PFS Official Statement regarding Hurst Castle

At this morning's PFS Committee, the catastrophe that had struck the East Wing Battery of Hurst Castle was discussed. The committee felt it appropriate that an official public statement should be made:

The collapse of a large section of Hurst Castle’s east wing is a great loss to the nation’s coastal heritage. Although Hurst’s original 16th century tower at the centre of the defensive structure remains intact, it is the huge granite wings, built as part of the Victorian improvements to the nation’s coastal defences in the 1860s, that are the most prominent parts of the site. Sadly they are also at the most risk, as has been demonstrated in the last few weeks.

Although built to withstand heavy artillery fire from the most advanced guns used at the time, the great wings were not designed to withstand an assault from below. When they were built, the waterfront was a good distance from the fort and the wings were constructed on firm ground. 150 years later, the impact of coastal change is all too obvious, with significant changes to the spit's structure within the last 30 years.
Whilst coastal change has affected people living on the UK's coasts for many years, we should recognise that this is not an entirely natural process. We need a deeper understanding of human impact on the coast, such as the influence of dredging and how improvements to one shoreline can be detrimental to others. Hurst has been placed at risk from human actions elsewhere in Christchurch Bay for some time.

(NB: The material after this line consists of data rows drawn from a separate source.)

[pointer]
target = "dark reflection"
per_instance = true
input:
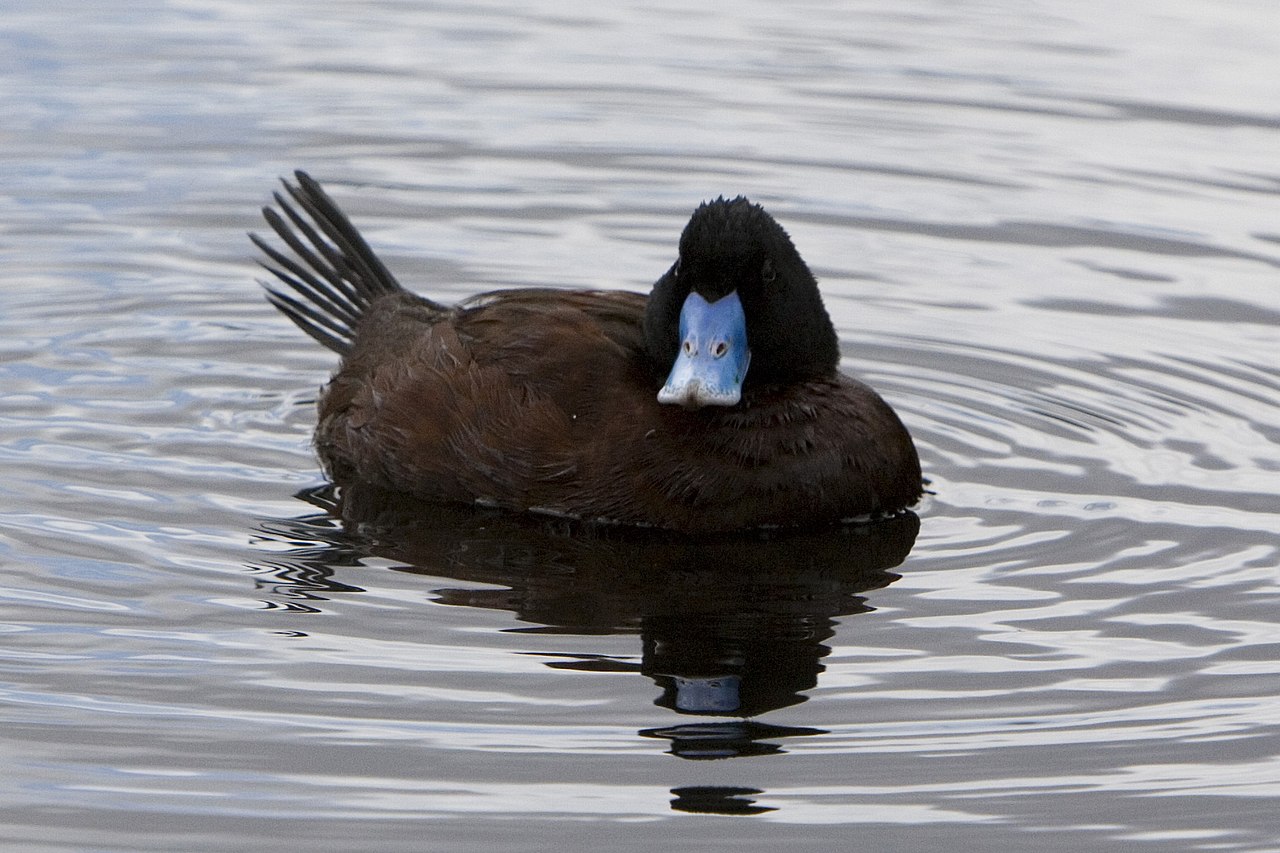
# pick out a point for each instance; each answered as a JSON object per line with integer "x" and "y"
{"x": 728, "y": 739}
{"x": 731, "y": 625}
{"x": 717, "y": 801}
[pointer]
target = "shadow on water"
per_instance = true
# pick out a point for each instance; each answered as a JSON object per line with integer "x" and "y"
{"x": 730, "y": 625}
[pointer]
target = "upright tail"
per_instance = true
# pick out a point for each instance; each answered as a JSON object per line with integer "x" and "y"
{"x": 332, "y": 268}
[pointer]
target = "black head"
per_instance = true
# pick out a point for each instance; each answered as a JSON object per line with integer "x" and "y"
{"x": 735, "y": 246}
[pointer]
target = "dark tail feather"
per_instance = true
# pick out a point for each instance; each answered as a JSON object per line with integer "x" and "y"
{"x": 332, "y": 268}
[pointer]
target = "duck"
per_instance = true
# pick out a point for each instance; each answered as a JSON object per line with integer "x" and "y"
{"x": 713, "y": 404}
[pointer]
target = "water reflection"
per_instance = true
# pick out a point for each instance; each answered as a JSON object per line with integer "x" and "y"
{"x": 712, "y": 799}
{"x": 732, "y": 625}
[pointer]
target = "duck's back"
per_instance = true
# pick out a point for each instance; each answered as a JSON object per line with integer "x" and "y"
{"x": 543, "y": 400}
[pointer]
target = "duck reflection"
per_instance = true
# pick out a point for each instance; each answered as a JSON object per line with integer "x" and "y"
{"x": 731, "y": 625}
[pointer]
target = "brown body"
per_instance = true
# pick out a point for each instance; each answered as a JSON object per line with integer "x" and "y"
{"x": 544, "y": 400}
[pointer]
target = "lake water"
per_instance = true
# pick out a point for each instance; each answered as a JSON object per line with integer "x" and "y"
{"x": 1048, "y": 233}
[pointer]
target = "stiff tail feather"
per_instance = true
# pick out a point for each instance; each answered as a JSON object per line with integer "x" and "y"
{"x": 332, "y": 272}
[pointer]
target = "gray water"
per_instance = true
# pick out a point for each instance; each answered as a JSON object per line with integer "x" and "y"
{"x": 1048, "y": 233}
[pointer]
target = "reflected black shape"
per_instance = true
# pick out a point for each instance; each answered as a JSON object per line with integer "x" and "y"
{"x": 711, "y": 799}
{"x": 730, "y": 625}
{"x": 727, "y": 739}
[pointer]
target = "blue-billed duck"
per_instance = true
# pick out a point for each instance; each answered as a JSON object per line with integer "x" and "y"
{"x": 713, "y": 404}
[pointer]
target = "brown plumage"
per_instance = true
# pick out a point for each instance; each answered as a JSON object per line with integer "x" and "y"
{"x": 545, "y": 400}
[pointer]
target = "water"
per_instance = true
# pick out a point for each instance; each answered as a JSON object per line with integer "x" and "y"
{"x": 1046, "y": 232}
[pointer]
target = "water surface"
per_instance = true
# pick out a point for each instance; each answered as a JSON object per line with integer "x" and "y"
{"x": 1046, "y": 233}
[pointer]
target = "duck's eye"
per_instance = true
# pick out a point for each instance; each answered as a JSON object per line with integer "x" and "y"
{"x": 768, "y": 273}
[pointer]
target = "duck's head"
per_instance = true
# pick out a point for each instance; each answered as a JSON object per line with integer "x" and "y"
{"x": 737, "y": 308}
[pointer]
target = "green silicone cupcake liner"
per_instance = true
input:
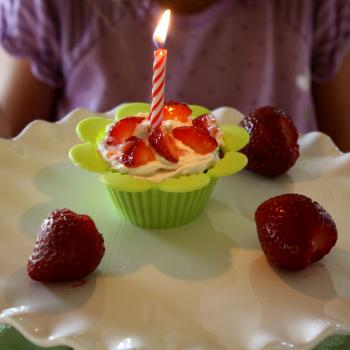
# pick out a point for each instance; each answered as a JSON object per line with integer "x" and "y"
{"x": 161, "y": 209}
{"x": 169, "y": 203}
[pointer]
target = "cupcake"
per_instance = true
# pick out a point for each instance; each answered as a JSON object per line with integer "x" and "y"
{"x": 159, "y": 177}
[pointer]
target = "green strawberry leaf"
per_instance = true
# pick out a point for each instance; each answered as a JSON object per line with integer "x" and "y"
{"x": 184, "y": 183}
{"x": 230, "y": 164}
{"x": 235, "y": 137}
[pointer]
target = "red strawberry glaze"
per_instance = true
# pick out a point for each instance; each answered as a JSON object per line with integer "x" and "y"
{"x": 164, "y": 144}
{"x": 174, "y": 110}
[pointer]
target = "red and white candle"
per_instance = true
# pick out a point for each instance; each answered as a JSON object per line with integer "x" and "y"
{"x": 159, "y": 70}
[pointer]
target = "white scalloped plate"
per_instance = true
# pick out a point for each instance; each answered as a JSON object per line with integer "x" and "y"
{"x": 205, "y": 285}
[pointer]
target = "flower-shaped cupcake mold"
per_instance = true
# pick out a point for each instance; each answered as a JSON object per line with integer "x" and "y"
{"x": 172, "y": 202}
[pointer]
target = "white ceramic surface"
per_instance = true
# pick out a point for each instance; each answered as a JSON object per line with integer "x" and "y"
{"x": 205, "y": 285}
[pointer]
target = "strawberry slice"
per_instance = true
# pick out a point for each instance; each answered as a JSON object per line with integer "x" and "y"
{"x": 122, "y": 130}
{"x": 196, "y": 138}
{"x": 206, "y": 122}
{"x": 174, "y": 110}
{"x": 164, "y": 144}
{"x": 136, "y": 153}
{"x": 294, "y": 231}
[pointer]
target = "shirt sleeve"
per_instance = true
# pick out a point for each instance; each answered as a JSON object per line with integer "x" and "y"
{"x": 29, "y": 29}
{"x": 331, "y": 37}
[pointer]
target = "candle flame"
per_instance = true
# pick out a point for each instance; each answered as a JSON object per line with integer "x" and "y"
{"x": 160, "y": 33}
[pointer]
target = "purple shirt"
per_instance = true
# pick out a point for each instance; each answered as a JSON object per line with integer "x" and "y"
{"x": 240, "y": 53}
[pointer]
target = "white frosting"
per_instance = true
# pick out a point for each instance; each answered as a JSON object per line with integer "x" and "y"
{"x": 160, "y": 169}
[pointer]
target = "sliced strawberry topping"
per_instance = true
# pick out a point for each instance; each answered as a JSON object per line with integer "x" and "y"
{"x": 122, "y": 130}
{"x": 196, "y": 138}
{"x": 206, "y": 122}
{"x": 176, "y": 111}
{"x": 164, "y": 144}
{"x": 294, "y": 231}
{"x": 136, "y": 153}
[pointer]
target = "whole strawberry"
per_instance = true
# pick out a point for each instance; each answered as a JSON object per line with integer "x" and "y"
{"x": 294, "y": 231}
{"x": 273, "y": 147}
{"x": 68, "y": 247}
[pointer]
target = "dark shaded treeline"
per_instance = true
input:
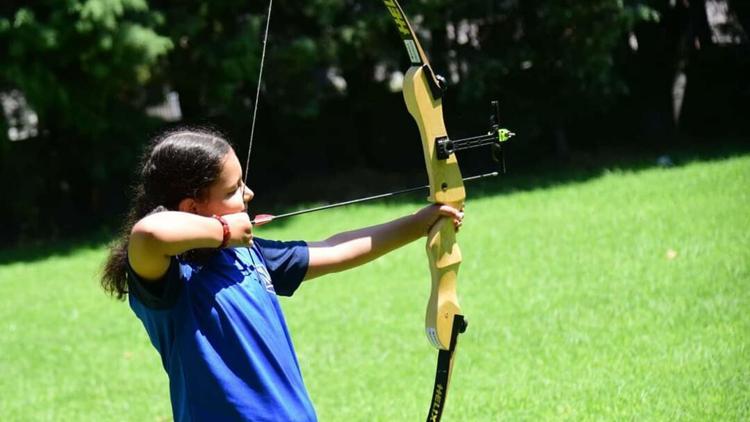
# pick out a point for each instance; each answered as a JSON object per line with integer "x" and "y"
{"x": 577, "y": 82}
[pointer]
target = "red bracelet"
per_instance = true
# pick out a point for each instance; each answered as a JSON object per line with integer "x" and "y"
{"x": 225, "y": 228}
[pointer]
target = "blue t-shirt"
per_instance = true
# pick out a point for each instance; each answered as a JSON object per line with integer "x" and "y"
{"x": 222, "y": 336}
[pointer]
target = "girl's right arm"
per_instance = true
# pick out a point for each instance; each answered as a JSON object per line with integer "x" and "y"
{"x": 156, "y": 238}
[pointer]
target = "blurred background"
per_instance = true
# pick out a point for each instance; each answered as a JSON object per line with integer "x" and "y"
{"x": 84, "y": 85}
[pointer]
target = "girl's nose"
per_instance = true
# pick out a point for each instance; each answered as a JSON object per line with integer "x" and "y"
{"x": 247, "y": 194}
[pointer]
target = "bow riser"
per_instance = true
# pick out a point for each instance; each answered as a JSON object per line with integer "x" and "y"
{"x": 446, "y": 187}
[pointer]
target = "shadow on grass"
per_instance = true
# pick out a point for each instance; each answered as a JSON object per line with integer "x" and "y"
{"x": 523, "y": 176}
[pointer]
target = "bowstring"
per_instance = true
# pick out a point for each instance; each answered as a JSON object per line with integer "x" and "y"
{"x": 257, "y": 92}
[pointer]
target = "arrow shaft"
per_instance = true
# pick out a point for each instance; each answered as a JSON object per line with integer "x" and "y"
{"x": 369, "y": 198}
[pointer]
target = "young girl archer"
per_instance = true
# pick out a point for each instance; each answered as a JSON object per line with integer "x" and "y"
{"x": 205, "y": 289}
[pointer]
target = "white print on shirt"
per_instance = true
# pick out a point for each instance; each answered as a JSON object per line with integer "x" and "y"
{"x": 265, "y": 278}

As one of the most visible reminders of Britain’s history of military coastal defence, Hurst is a significant heritage asset and one that must be preserved to the best of our ability. We look forward to better understanding how this unfortunate collapse occurred and what plans are being made to secure Hurst’s future. We are happy to work with English Heritage and Historic England in order to establish the most appropriate course of action, and safeguard the rest of the fort from the sea.